The IBM InfoSphere DataStage and QualityStage Designer client creates IBM InfoSphere DataStage jobs that are compiled into parallel job flows, and reusable components that execute on the parallel Information Server engine. It allows you to use familiar graphical point-and-click techniques to develop job flows for extracting, cleansing, transforming, integrating, and loading data into target files, target systems, or packaged applications.
The Designer generates all the code. It generates the OSH (Orchestrate SHell Script) and C++ code for any Transformer stages used.
Briefly, the Designer performs the following tasks:
* Validates link requirements, mandatory stage options, transformer logic, etc.
* Generates OSH representation of data flows and stages (representations of
* Generates transform code for each Transformer stage which is then compiled
into C++ and then to corresponding native operators.
* Reusable BuildOp stages can be compiled using the Designer GUI or from
the command line.
The osh command is the main program of the InfoSphere Parallel Engine. This command is used by DataStage to perform several different tasks including parallel job execution and dataset management. Normally, there is no need to run this command directly but sometimes it is useful to use it for troubleshooting purposes.
To run this command there are 3 environment variables that must be set. These are:
- APT_ORCHHOME should point to Parallel Engine location
- APT_CONFIG_FILE should point to a configuration file
- LD_LIBRARY_PATH should include the path to the parallel engine libraries.
Please note that the name of this environment variable may take a different name (such as LIBPATH in AIX or SLIB_PATH in HP-UX) depending on your Operating System. Note: This variable does not need to be set in Windows environments.
A short introduction to OSH:
- OSH is a powerful PX-Engine Orchestrate Shell which can be used to perform various operations including debugging DataStage jobs to see what is happening without using clients.
- OSH uses the familiar syntax of the UNIX shell. such as Operator name,
schema, operator options (“-name value” format), input (indicated by n< where n is the input#), and output (indicated by the n> where n is the output #).
- Comment blocks introduce each operator, the order of which is determined by
the order stages were added to the canvas.

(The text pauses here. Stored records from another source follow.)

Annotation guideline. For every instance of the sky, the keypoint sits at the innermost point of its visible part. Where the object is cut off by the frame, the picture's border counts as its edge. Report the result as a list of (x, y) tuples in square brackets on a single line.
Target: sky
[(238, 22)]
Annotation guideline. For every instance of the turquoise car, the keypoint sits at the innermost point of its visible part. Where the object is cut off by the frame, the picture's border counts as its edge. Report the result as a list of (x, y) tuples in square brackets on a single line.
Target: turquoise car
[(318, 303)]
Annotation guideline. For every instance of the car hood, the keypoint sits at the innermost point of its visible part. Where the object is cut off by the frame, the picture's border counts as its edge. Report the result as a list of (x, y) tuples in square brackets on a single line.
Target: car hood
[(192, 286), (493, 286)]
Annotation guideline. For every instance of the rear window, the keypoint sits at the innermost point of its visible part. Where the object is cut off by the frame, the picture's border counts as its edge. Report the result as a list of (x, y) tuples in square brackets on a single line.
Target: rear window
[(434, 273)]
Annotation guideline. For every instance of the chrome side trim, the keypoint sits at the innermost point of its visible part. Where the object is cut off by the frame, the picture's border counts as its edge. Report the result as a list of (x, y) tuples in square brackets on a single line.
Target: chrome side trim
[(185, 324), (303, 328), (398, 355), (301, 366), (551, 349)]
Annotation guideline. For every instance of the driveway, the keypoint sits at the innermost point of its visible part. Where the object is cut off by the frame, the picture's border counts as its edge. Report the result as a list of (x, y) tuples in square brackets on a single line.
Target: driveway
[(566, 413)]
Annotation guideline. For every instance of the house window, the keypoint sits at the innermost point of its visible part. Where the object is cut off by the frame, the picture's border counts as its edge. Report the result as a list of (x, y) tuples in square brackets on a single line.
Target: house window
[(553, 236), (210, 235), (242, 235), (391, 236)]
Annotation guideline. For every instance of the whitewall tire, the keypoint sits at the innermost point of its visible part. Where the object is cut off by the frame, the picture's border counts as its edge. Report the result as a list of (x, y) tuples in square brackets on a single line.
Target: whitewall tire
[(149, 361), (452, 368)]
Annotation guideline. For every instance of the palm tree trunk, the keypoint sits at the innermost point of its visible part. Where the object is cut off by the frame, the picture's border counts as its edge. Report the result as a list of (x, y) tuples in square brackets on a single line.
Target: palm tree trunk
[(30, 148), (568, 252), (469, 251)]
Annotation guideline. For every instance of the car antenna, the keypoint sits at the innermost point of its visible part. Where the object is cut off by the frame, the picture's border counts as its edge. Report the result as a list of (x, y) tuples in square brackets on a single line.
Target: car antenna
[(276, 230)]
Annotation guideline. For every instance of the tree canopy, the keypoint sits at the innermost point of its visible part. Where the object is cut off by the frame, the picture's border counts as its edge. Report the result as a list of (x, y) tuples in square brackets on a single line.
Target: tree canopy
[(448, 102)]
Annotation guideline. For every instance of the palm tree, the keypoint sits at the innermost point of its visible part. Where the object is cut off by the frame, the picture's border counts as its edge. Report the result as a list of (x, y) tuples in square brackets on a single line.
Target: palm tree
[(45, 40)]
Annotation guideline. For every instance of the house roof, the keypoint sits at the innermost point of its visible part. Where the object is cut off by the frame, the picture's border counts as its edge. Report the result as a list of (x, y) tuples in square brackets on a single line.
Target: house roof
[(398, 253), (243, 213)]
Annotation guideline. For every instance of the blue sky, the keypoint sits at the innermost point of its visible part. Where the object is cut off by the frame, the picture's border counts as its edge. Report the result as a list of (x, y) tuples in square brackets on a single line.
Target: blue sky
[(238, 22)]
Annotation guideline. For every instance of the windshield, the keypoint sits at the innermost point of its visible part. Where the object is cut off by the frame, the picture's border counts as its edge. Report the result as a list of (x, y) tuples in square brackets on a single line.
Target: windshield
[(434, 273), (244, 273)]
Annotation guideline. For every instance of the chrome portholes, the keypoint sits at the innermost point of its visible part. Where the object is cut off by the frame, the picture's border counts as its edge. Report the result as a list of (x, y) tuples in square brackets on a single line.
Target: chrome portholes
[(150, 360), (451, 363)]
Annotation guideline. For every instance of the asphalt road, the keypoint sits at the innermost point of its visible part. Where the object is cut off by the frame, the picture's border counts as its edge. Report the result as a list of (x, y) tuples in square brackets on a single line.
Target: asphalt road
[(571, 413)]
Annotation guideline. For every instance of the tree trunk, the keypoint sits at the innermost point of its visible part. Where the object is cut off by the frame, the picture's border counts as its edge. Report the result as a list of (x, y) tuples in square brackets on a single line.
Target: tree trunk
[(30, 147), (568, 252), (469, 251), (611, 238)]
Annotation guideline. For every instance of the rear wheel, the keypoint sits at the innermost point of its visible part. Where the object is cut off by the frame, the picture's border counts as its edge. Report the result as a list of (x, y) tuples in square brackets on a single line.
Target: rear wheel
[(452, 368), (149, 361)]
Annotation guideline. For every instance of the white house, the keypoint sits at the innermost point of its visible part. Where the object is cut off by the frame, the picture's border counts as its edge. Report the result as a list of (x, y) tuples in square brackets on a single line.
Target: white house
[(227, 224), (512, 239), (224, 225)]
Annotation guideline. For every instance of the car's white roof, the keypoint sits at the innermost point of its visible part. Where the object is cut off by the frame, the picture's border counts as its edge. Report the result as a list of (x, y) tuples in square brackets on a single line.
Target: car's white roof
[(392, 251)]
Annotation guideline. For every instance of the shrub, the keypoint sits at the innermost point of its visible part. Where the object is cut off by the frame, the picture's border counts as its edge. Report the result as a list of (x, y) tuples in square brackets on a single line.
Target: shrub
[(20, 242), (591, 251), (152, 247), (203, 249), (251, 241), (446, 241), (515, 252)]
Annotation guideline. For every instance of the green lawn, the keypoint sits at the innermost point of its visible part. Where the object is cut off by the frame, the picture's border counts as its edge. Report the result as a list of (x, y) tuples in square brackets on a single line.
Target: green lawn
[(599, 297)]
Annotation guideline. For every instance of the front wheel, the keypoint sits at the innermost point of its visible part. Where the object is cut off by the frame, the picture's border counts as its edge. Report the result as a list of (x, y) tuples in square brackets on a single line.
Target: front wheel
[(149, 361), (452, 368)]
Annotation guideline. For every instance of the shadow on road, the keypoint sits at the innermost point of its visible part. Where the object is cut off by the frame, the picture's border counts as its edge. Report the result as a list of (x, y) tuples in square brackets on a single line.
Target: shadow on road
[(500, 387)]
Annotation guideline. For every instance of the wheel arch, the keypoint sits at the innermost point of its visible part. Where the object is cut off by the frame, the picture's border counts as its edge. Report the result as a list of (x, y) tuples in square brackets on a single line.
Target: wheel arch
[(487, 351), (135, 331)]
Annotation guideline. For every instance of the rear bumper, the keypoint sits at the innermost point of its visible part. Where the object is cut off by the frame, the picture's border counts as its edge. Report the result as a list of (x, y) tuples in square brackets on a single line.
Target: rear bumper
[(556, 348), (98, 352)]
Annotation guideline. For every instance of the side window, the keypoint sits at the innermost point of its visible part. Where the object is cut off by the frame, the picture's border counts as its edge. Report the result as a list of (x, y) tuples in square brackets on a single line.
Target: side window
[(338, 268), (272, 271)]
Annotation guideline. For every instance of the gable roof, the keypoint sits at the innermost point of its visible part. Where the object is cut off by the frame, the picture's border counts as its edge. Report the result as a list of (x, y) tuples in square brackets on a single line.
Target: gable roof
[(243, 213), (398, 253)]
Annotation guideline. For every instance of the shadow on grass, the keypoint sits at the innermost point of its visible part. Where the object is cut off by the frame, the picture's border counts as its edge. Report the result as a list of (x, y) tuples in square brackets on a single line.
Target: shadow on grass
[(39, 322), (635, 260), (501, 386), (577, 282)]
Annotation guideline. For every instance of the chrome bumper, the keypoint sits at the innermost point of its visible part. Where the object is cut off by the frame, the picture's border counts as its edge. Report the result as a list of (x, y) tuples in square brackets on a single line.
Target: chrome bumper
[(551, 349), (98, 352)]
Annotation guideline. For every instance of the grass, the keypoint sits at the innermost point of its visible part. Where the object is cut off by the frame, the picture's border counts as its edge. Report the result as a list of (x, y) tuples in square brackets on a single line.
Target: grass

- Virtual data sets (in memory native representation of data links) are
generated to connect operators.
- For every operator, input and/or output data sets are numbered sequentially
starting from zero.
Framework (Information Server Engine) terms and DataStage terms have equivalency. The GUI frequently uses terms from both paradigms. Runtime messages use framework terminology because the framework engine is where execution occurs. The following list shows the equivalency between framework and DataStage terms:
* Schema corresponds to table definition
* Property corresponds to format
* Type corresponds to SQL type and length
* Virtual data set corresponds to link
* Record/field corresponds to row/column
* Operator corresponds to stage
Note: The actual execution order of operators is dictated by input/output designators, and not by their placement on the diagram. The data sets connect the OSH operators. These are “virtual data sets”, that is, in memory data flows. Link names are used in data set names — it is therefore good practice to give the links meaningful names.